Although some interest was already given before that time, in the fifties of this century, real impetus was given to the development of the qualitative theory of quadratic vector fields. In fact, approximately eight hundred papers have been published on this subject, see Reyn \cite {R3}. One of the main problems in the qualitative theory of quadratic vector fields is the classification of all structurally stable ones. This problem has been open for more than twenty years. In this paper we solve this problem completely modulo limit cycles and give all possible phase portraits for such structurally stable quadratic vector fields. The main result of this paper is the completion the study of all structurally stable planar quadratic polynomial vector fields without limit cycles considering the three most common criteria of structural stability. In this sense we will prove that there are exactly 44 structurally stable planar quadratic vector fields without limit cycles with respect to perturbations in the set of all planar quadratic vector fields extended to the Poincar\'e sphere. If we consider perturbations in the set of all planar polynomial vector fields extended to the real plane, we obtain 24 structurally stable planar quadratic vector fields without limit cycles. If we consider $C^r$ perturbations in the set of all planar vector fields under the Whitney $C^r$--topology extended to the real plane, we also obtain 24 structurally stable planar quadratic vector fields without limit cycles. These numbers are given modulo orientation. Moreover, we show that the structurally quadratic vector fields with limit cycles have the same phase portraits as those without limit cycles if we identify the region(s) bounded by the outermost limit cycle(s) to a single point(s).
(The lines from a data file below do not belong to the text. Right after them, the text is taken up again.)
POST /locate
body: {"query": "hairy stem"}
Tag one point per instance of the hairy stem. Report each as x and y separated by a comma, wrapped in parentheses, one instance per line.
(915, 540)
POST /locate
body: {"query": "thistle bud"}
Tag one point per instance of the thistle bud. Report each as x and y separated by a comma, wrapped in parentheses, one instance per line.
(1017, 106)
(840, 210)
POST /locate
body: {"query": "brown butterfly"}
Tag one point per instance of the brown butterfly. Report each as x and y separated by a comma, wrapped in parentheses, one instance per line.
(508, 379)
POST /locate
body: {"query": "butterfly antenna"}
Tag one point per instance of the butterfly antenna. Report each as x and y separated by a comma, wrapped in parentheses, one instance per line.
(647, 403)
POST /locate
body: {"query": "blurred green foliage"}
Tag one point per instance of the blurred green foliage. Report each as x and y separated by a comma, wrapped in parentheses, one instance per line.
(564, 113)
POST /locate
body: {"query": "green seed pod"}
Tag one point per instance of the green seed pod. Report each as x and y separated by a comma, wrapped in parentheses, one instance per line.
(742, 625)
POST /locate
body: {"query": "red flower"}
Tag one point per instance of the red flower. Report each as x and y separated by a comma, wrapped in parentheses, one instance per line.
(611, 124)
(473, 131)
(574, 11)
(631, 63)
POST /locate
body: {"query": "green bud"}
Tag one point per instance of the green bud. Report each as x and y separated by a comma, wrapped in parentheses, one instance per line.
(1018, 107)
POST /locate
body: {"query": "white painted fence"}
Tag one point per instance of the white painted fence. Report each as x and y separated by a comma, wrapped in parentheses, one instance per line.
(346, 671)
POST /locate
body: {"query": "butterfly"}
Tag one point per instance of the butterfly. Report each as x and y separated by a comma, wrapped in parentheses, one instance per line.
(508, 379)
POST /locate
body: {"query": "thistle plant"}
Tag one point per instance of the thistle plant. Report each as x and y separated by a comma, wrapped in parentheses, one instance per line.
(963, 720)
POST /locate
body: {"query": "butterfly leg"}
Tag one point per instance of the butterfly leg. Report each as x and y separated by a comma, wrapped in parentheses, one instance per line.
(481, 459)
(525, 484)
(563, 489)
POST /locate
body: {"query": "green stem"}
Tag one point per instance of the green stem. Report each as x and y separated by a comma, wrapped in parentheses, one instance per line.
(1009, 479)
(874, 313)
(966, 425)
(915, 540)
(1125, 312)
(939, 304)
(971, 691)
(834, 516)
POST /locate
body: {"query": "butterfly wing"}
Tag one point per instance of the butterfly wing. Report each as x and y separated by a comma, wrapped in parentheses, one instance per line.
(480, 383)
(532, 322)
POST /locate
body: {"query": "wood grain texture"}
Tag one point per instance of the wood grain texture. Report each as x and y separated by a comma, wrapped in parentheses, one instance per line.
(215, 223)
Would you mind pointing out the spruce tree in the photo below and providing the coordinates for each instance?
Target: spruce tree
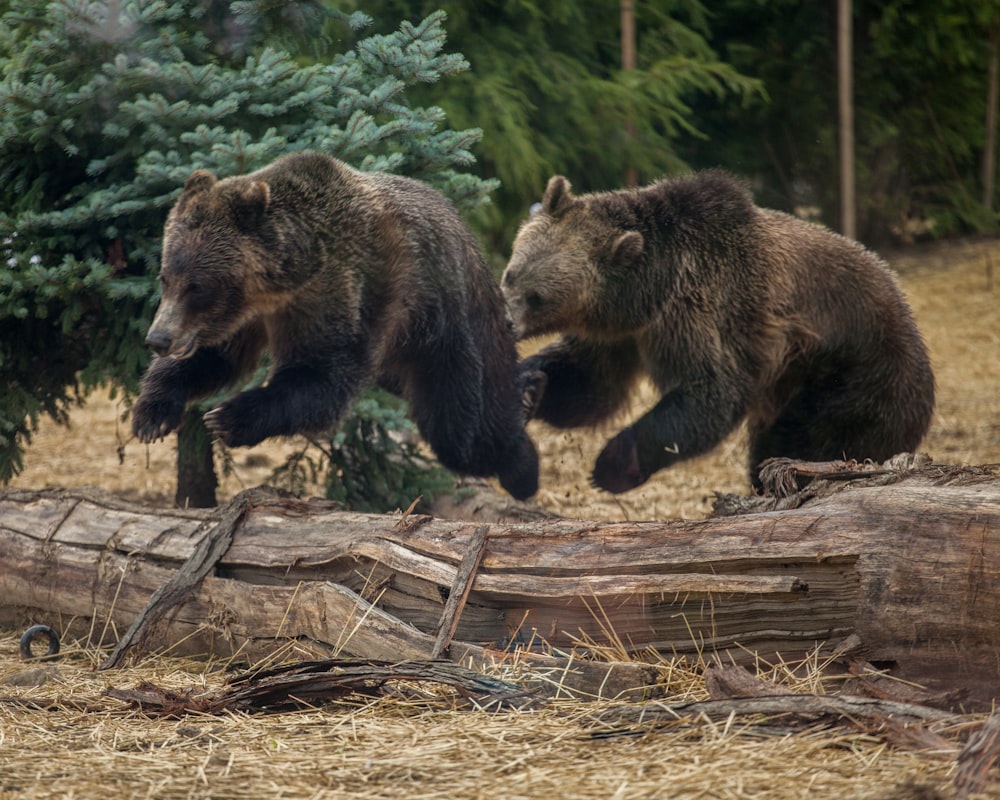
(106, 108)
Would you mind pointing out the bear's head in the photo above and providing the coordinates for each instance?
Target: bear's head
(568, 261)
(210, 274)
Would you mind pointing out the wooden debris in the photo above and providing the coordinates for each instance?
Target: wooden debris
(312, 683)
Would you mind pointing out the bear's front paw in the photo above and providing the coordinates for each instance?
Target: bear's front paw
(617, 468)
(232, 426)
(154, 419)
(532, 383)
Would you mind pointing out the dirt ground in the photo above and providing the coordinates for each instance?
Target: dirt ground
(62, 736)
(951, 287)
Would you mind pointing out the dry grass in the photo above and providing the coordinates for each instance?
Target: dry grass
(949, 288)
(63, 738)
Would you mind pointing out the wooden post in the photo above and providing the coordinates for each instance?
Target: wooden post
(845, 97)
(907, 563)
(628, 64)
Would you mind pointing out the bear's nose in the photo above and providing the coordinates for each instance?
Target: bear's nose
(158, 342)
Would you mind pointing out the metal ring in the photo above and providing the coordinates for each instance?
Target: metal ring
(34, 632)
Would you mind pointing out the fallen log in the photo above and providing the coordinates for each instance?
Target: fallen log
(905, 561)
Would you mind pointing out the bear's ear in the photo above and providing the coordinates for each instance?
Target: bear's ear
(249, 203)
(201, 180)
(558, 195)
(627, 249)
Type of paper: Topological research of phase portraits.
This paper is the first one which classified potential phase portraits, in this case of codimension 0, and opened the way for higher codimensions and the possibility to obtain all potential phase portraits of quadratic systems modulo limit cycles.
The idea of producing all potential phase portraits came from Shi Songli who created a list of 65 potential phase portraits for structurally stable phase portraits of quadratic systems modulo limit cycles. However his list had two repetitions and 7 missed cases in order to produce a complete list of all potential phase portraits od codimension 0.
After Shi Songli's list, Ye Yanqian and others already started to realize that not all potential phase portraits would be realizable and started to discard phase portraits from the list of Shi Songli.
In this paper, the authors improved the list of Shi Songli which was not complete, gathered all the proofs of impossibility already done, collected all phase portraits already found by previous mathematicians, and found the last case to complete the list of realizable cases, concretely \(QS10_{13}^{(0)}\).
In this paper, and some others using the same technique, the authors did not pay attention to some geometrical features that force that some phase portraits may break some rules as the number of contact points with the flow. They were mainly interested in producing all the potential topologically distinct phase portraits and not them to be accurately real pictures. Anyway, if a phase portrait has proved to be realizable, whether with the given shape or with another topologicaly equivalent, it will exist.